Re: [math] API proposal for differentiation

Luc Maisonobe Mon, 23 Jul 2012 01:56:50 -0700

Le 22/07/2012 22:48, Gilles Sadowski a écrit :
> On Sun, Jul 22, 2012 at 12:44:07PM -0700, Phil Steitz wrote:
>> On 7/22/12 9:35 AM, Luc Maisonobe wrote:
>>> Hi all,
>>>
>>> A few months ago, Gilles proposed to add an implementation of the
>>> Ridder's algorithm for differentiation (see
>>> <https://issues.apache.org/jira/browse/MATH-726>). After some discussion
>>> the issue was postponed, waiting for an API for this family of algorithms.
>>>
>>> Last week, at work, someone asked me again about differentiation and I
>>> directed him to this issue and also to the Nabla project. He told me he
>>> was interested in having some support in [math] for this (I'm not sure
>>> he reads this list, but if he does, I hope he will join the discussion).
>>>
>>> The basic needs are to get derivatives of either real-valued or vector
>>> valued variables, either univariate or multivariate. Depending on the
>>> dimensions we have derivatives, gradients, or Jacobians. In some cases,
>>> the derivatives can be computed by exact methods (either because user
>>> developed the code or using an automated tool like Nabla). In other
>>> cases we have to rely on approximate algorithms (like Ridder's algorithm
>>> with iterations or n-points finite differences).
>>>
>>> Most of the times, when a derivative is evaluated, either the user needs
>>> to evaluate the function too or the function is evaluated as a side
>>> effect of the derivative computation. Numerous tools therefore packe the
>>> value and the derivative in one object (sometimes called Rall numbers)
>>> and transfor something like:
>>>
>>>   double f(double x) { ... }
>>>
>>> into this:
>>>
>>>   RallNumber f(RallNumber x) { ... }
>>>
>>> This is a very classical approach, very simple for languages that
>>> implement operator overloading (see the book "Evaluating Derivatives" by
>>> Andreas Griewank and Andrea Waltherpaper, SIAM 2008 or the paper "On the
>>> Implementation of Automatic Differentiation Tools" by Christian H.
>>> Bischof, Paul D. Hovland and Boyana Norris, unfortunately I was not able
>>> to find a public version of this paper, or simply look at the wikipedia
>>> entry <http://en.wikipedia.org/wiki/Algorithmic_differentiation> and the
>>> presentation on automatic differentiation which seems to have been
>>> written by one of the people who contributed to the wikipedia article
>>> <http://www.docstoc.com/docs/29133537/Automatic-differentiation>).
>>>
>>> Using this approach is simple to understand and compatible with all
>>> differnetiation methods: direct user code for functions that are easily
>>> differentiated, generated exact code produced by tools, finite
>>> differences methods without any iteration and iterative methods like the
>>> Ridder's method.
>>>
>>> So I suggest we use this as our basic block. We already have an
>>> implementation of RallNumbers in Nabla, where it is called
>>> differentialPair
>>> (<http://commons.apache.org/sandbox/nabla/apidocs/org/apache/commons/nabla/core/DifferentialPair.html>).
>>> We can move this class into [math] and rename it RallNumbers.
> 
> Why is it called a Rall number?


I think it is a reference to L. B Rall and his 1984 report "The
Arithmetic of Differentiation".

> 
>>
>> +1 - though I don't really see the need or big value in renaming
>> this.  DifferentialPair is more descriptive.
> 
> Maybe Rall number is more standard (I don't know)?

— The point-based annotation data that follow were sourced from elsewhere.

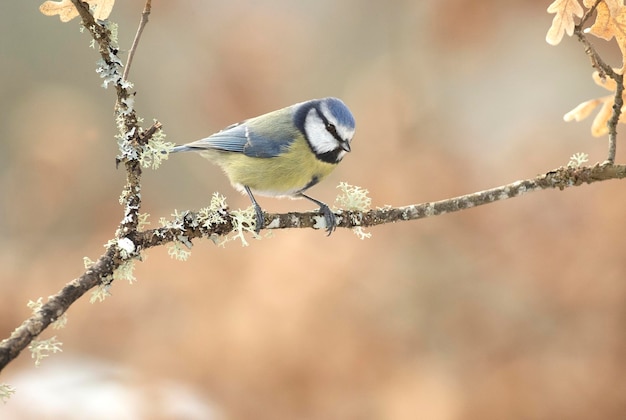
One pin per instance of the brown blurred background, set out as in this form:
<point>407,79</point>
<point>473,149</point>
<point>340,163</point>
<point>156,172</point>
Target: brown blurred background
<point>514,310</point>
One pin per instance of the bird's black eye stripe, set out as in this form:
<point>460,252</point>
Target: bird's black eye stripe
<point>330,127</point>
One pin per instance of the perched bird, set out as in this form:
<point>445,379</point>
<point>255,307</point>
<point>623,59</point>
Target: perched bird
<point>282,153</point>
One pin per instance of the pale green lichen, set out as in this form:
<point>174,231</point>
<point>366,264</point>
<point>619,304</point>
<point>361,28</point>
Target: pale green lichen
<point>143,221</point>
<point>354,198</point>
<point>5,392</point>
<point>215,214</point>
<point>155,151</point>
<point>40,349</point>
<point>100,293</point>
<point>577,160</point>
<point>175,250</point>
<point>243,221</point>
<point>125,272</point>
<point>57,324</point>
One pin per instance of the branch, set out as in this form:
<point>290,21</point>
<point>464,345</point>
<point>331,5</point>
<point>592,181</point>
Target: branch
<point>604,70</point>
<point>56,305</point>
<point>142,24</point>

I am not sure it is very widely used. I get this name from the following
citation in Bischof, Hovland and Norris paper:

 "In its simplest form, operator overloading introduces a new class
  that carries function values and derivatives (collectively called
  Rall numbers (Barton and Nackman, 1996) or doublets
  (Bartholomew-Biggs et al., 1995))."

I finally found a public link to this paper:
<ftp://info.mcs.anl.gov/pub/tech_reports/reports/P1152.pdf>.

There is also a similar reference in the paper "Object oriented
implementation of a second-order optimization method" by L. F. D. Bras
and A. F. M. Azevedo
<http://www.alvaroazevedo.com/publications/meetings/2001/OPTI/OOISOOM.pdf>.

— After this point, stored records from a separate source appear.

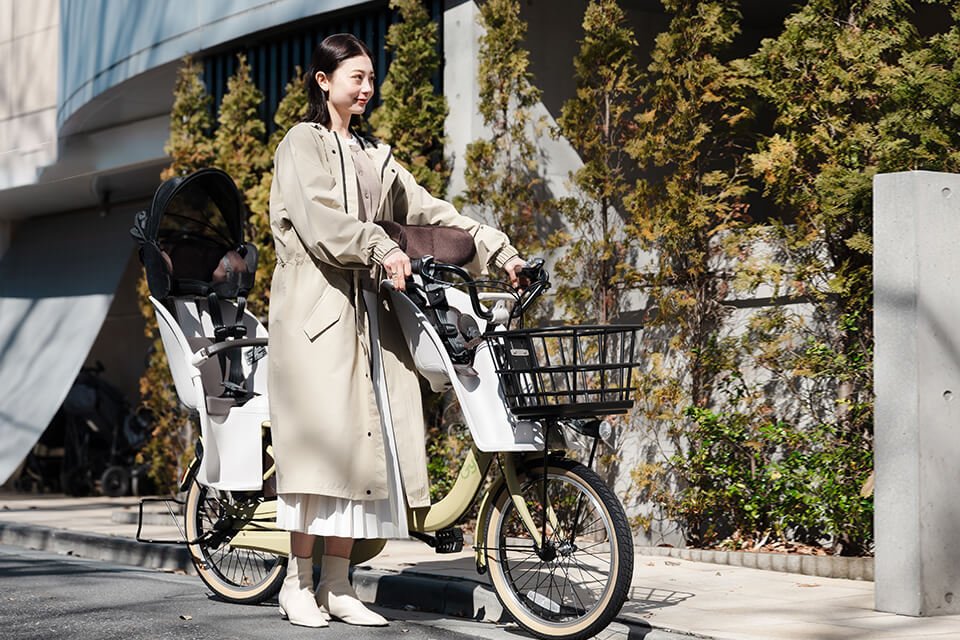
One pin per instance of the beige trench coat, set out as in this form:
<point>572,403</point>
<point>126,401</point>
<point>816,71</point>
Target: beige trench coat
<point>326,426</point>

In both cases the referenced papers is:
 Barton, J. J. and L. R. Nackman: 1996,
‘Automatic Differentiation’. C++ Report 8(2), 61–63.


> 
> Maybe yet another name: I don't understand "DifferentialPair" either.

It simply depicts the content of this small container: two fields, f0
for the value, f1 for the first derivative.

> 
>>
>>>
>>> For real valued univariate functions, we have the interface
>>> UnivariateFunction
>>> <http://commons.apache.org/math/apidocs/org/apache/commons/math3/analysis/UnivariateFunction.html>
>>> that defines the single method
>>>
>>>   double value(double x)
>>>
>>> This interface is used in many places, it is simple and it is well
>>> defined, so it should be kept as is.
>>>
>>> We also have a DifferentiableUnivariateFunction, which returns a
>>> separate UnivariateFunction for the derivative:
>>>
>>>  UnivariateFunction derivative();
>>>
>>> This interface is used only in the interface
>>> AbstractDifferentiableUnivariateSolver and in its single implementation
>>> NewtonSolver. This interface seems awkward to me and costly as it forces
>>> to evaluate separately the function even when evaluating the derivative
>>> implies computing the function a few times. For very computing intensive
>>> functions, this is a major problem.
>>>
>>> I suggest we deprecate this interface and add a new one defining method:
>>>
>>>  RallNumber value(RallNumber x)
>>>
>>> This interface could extend UnivariateFunction in which case when we
>>> want to compute only the value we use the same object, or it could also
>>> define a getPrimitive method the would return a separate primitive
>>> object (this is how it is done in Nabla, with the interface
>>> UnivariateDerivative
>>> (<http://commons.apache.org/sandbox/nabla/apidocs/org/apache/commons/nabla/core/UnivariateDerivative.html>),
>>> or it can even be completely separate from UnivariateFunction.
>>
>> I would say leave UnivariateFunction as is (no need to force it into
>> a hierarchy) and just add DifferentialPair, including getPrimitive -
>> basically stick with the [nabla] design.  I am +1 for deprecating
>> DifferentialUnivariateFunction.
> 
> I rather like the idea of extending the UnivariateFunction interface.
> This makes sense since the "UnivariateDerivative" really extends the
> functionality: you cannot have a derivative without a function.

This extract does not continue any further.